Gauche Devlog

2010/04/28

Shorter names

People have different opinions on terse code. I generally agree with Paul Graham's "Succinctness is Power", but I'm less bold than him and tend to take more cautious steps; I'm afraid that optimizing for small domain of applications may put us into a local maximum. For example, APL may be at such a local maximum; probably no other language can beat it on succinctness in the field APL is for, but extending it to broader applications looks almost impossible. (Disclaimer: I've never programmed in APL, just skimmed through several documentations. I may be wrong.)

There are certain things I can introduce to make code shorter without deviating from standard Scheme syntax, and actually I have been trying out some. For 0.9.1, I chose (at this moment) two of such ideas to support officially.

~ : a universal accessor.

One of the pervasive verbosities I see in my Lisp/Scheme code is accessors. Lisp tends to give accessors descriptive names, resulting code that looks like this:

  (slot-ref (vector-ref (hash-table-get pvhash 'prop) 0) 'name)

It has a virtue that the reader can guess pvhash is a hashtable that contains vectors of objects, without type declaration or anything. But... I often feel envy to other languages in which I may be able to write something like this:

  pvhash['prop'][0].name

Gauche already has a generic function ref defined on most aggregate types, so the above expression can be written as follows:

   (ref (ref (ref pvhash 'prop) 0) 'name)

It is shorter, but it doesn't feel much shorter. Maybe it's because the number of nodes or nesting levels remains the same.

Issac Trotts has suggested ref*, which allows chaining. (ref* a b c) = (ref* (ref* a b) c) etc. It hasn't been officially documented but in Gauche since 2006. Using ref*, the expression gets even shorter.

   (ref* pvhash 'prop 0 'name)

However, I found myself not using ref* much. Most of the places where I use accessor, it is not chained, so ref is shorter. And I felt it cumbersome to switch to a ref* when I found I need chanining.

So I looked for shorter abbreviation of ref*. (. x y) will be easier to understand from the convention of C family, but that required changing S-expression syntax (Clojure took this notation, though). (-> x y) and (.. x y) are also easily understandable, but those requires two characters. Ideally I want to cut it down to a single character. I tried (@ x y) for several projects, but ultimately found it stood out too much.

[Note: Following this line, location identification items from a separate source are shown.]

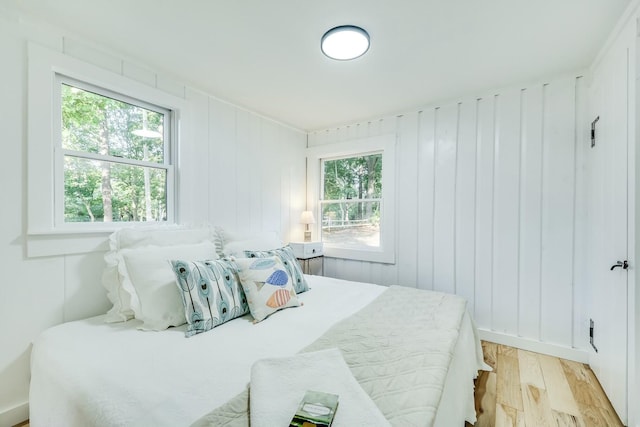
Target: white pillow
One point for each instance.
(236, 243)
(135, 237)
(159, 303)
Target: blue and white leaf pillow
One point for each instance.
(211, 293)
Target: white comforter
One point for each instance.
(88, 373)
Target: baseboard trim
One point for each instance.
(16, 415)
(536, 346)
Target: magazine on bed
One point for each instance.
(316, 409)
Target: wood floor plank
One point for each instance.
(583, 384)
(505, 350)
(530, 372)
(508, 381)
(486, 399)
(490, 351)
(537, 409)
(560, 394)
(567, 420)
(553, 391)
(508, 417)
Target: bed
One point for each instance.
(415, 354)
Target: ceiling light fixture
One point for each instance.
(345, 42)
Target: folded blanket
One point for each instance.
(278, 385)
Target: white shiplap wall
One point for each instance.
(237, 169)
(486, 192)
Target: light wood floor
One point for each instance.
(534, 390)
(531, 389)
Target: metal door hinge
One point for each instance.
(591, 327)
(593, 131)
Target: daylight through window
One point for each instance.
(351, 201)
(115, 161)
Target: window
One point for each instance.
(114, 158)
(351, 190)
(101, 153)
(351, 200)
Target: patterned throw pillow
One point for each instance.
(267, 285)
(211, 293)
(290, 264)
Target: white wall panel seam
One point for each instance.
(496, 132)
(475, 207)
(519, 228)
(419, 225)
(575, 201)
(542, 181)
(455, 191)
(433, 195)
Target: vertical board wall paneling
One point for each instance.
(530, 212)
(269, 181)
(446, 140)
(495, 181)
(465, 220)
(484, 212)
(407, 193)
(194, 154)
(557, 213)
(426, 195)
(222, 164)
(506, 226)
(580, 337)
(244, 170)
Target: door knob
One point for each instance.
(624, 264)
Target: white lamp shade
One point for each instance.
(307, 218)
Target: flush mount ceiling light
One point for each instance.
(345, 42)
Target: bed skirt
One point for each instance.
(414, 352)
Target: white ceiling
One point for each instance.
(265, 55)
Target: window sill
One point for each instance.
(59, 242)
(377, 256)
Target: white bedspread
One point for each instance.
(88, 373)
(278, 385)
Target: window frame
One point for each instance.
(46, 236)
(60, 153)
(384, 144)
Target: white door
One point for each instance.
(607, 229)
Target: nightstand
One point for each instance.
(309, 253)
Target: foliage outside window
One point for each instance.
(114, 156)
(351, 200)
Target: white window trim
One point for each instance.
(45, 237)
(385, 144)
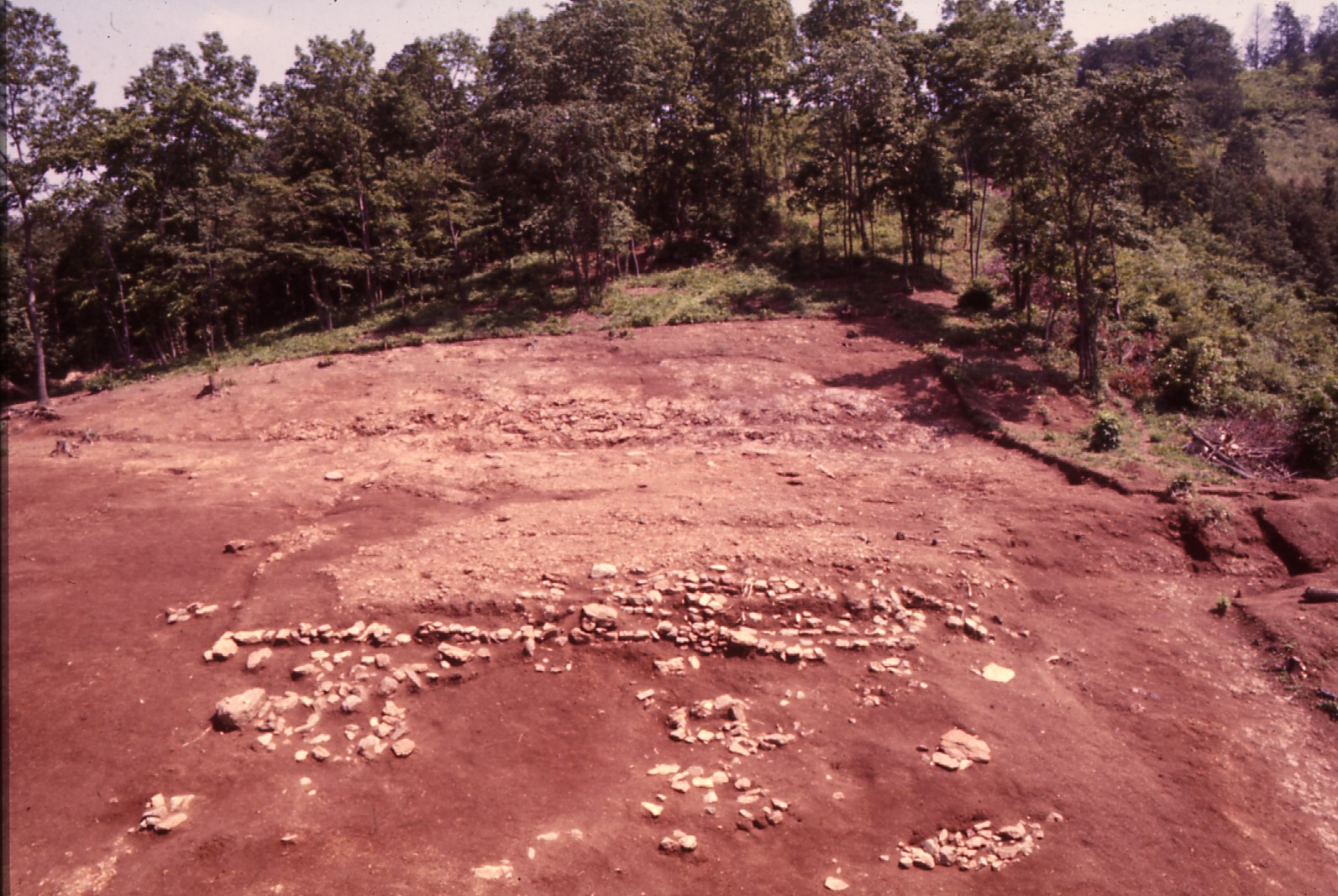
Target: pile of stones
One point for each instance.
(756, 808)
(306, 633)
(340, 688)
(973, 850)
(697, 724)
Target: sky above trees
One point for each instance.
(112, 40)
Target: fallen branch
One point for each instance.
(1218, 455)
(1320, 595)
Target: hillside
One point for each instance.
(821, 575)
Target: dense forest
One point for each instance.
(1163, 207)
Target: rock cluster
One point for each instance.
(976, 848)
(721, 720)
(679, 841)
(306, 633)
(164, 815)
(340, 688)
(959, 751)
(756, 808)
(192, 610)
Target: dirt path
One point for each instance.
(785, 505)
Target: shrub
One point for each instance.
(1107, 432)
(977, 298)
(1196, 375)
(1317, 431)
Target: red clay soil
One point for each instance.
(1155, 744)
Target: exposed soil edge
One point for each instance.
(990, 426)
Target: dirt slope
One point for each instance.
(791, 500)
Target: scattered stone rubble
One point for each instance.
(700, 613)
(755, 808)
(164, 815)
(302, 634)
(976, 848)
(721, 720)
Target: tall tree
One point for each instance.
(45, 111)
(322, 142)
(174, 151)
(855, 90)
(1288, 42)
(742, 51)
(1089, 153)
(993, 70)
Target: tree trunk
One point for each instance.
(1091, 304)
(121, 298)
(39, 349)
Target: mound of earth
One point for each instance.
(736, 607)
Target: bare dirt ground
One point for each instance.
(790, 506)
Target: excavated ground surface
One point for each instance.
(798, 512)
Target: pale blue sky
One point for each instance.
(110, 40)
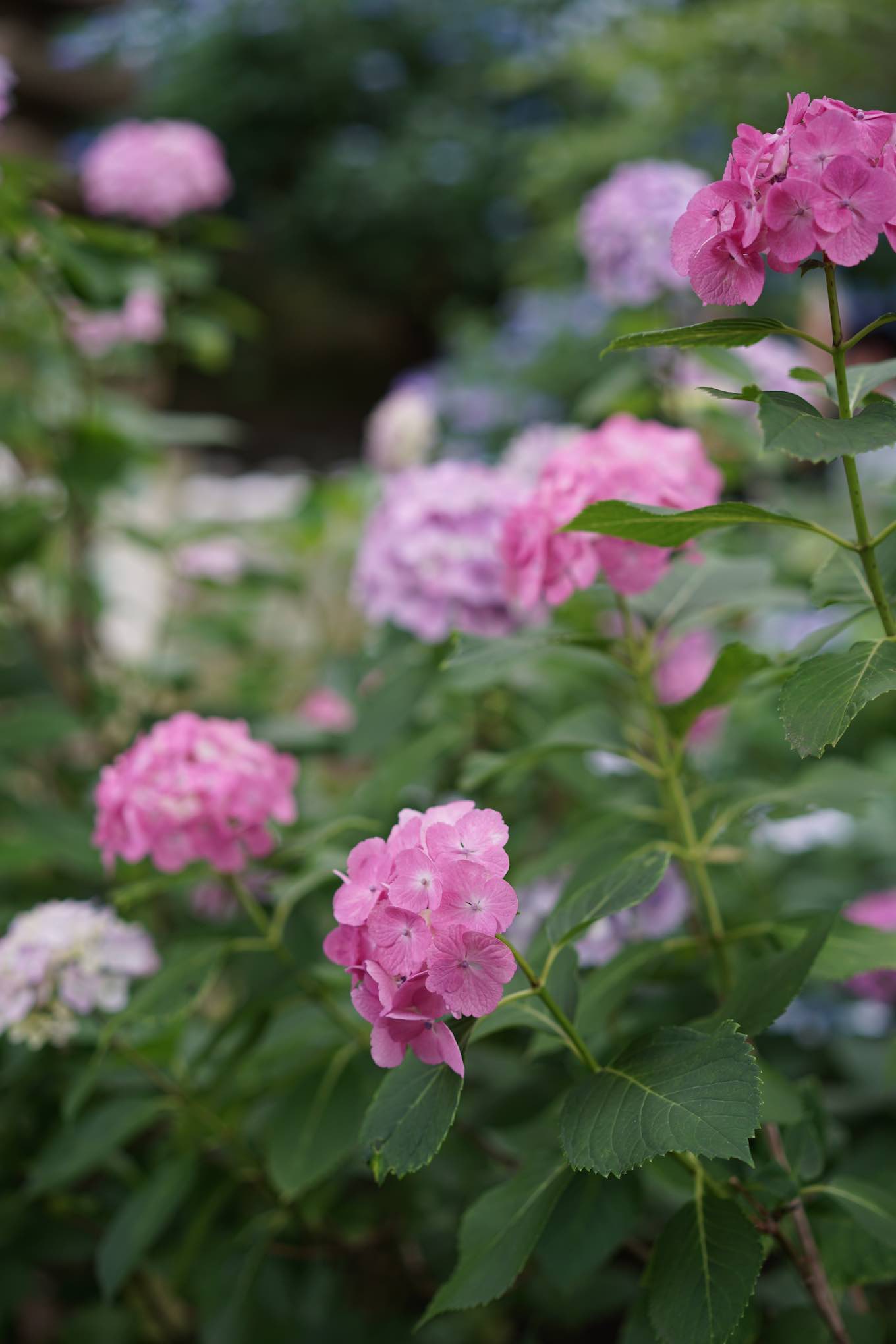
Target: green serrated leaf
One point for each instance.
(499, 1234)
(142, 1221)
(680, 1090)
(796, 426)
(665, 527)
(720, 331)
(735, 664)
(625, 885)
(408, 1119)
(315, 1127)
(703, 1273)
(824, 695)
(764, 990)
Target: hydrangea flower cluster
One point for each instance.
(402, 429)
(140, 320)
(876, 910)
(155, 171)
(191, 789)
(625, 226)
(429, 559)
(418, 917)
(63, 960)
(826, 179)
(627, 459)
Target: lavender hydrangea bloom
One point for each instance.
(63, 960)
(625, 227)
(429, 559)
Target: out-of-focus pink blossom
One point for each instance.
(63, 960)
(429, 559)
(328, 710)
(155, 171)
(627, 459)
(417, 929)
(825, 181)
(876, 910)
(194, 789)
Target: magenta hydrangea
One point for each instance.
(65, 960)
(417, 922)
(825, 181)
(625, 226)
(627, 459)
(876, 910)
(155, 171)
(429, 559)
(194, 789)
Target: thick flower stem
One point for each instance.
(866, 544)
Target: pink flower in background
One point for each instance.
(825, 181)
(328, 710)
(876, 910)
(63, 960)
(155, 171)
(194, 789)
(627, 459)
(625, 225)
(417, 929)
(429, 559)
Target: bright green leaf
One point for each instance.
(410, 1116)
(680, 1090)
(703, 1273)
(499, 1234)
(824, 695)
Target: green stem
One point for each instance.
(866, 546)
(669, 762)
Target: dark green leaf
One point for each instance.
(315, 1127)
(703, 1273)
(798, 428)
(664, 527)
(824, 695)
(410, 1116)
(88, 1143)
(720, 331)
(499, 1234)
(625, 885)
(680, 1090)
(735, 664)
(142, 1219)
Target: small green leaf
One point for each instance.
(315, 1127)
(664, 527)
(735, 664)
(625, 885)
(680, 1090)
(824, 695)
(703, 1273)
(142, 1219)
(764, 988)
(720, 331)
(89, 1143)
(499, 1234)
(798, 428)
(408, 1119)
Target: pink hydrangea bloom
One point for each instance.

After all, I settled down to ~. There are not many one-character punctuations that are usable, so it is rather chosen by elimination. I think it not bad once you get used to, but if you find it doesn't look good, well, you can always use ref. The above example comes down to this:

   (~ pvhash 'prop 0 'name)

Which is only two characters wider than my hypothetical example:

   pvhash['prop'][0].name

For slot accesses, now I tend to drop the space before the quote of the slot name:

   (~ obj'slot1'slot2'slot3) 

Which I think is not bad compared to these:

   obj.slot1.slot2.slot3
   obj->slot1->slot2->slot3

Oh, and note also that generalized setter works.

   (set!  (~ pvhash 'prop 0 'name) "newname")

This comes very handy when you have to write OO-ish code (I mean, network of mutable objects).

^: an alias of lambda.

Quack has a nice feature to display lambda as λ, but that's an illusion. Your code still contains six-character lambda and opening the code with other editors reveals that. Seasoned Lisper/Schemers are trained to recognize these six characters as one chunk, so it may not be much a problem for reading, but still it takes screen estate. I'm an old type who feels awkward when code doesn't fits in 80-columns. Having six characters for lambda tends to make my line longer which makes me insert more line breaks, which resulting vertically streched code. Arrrggg.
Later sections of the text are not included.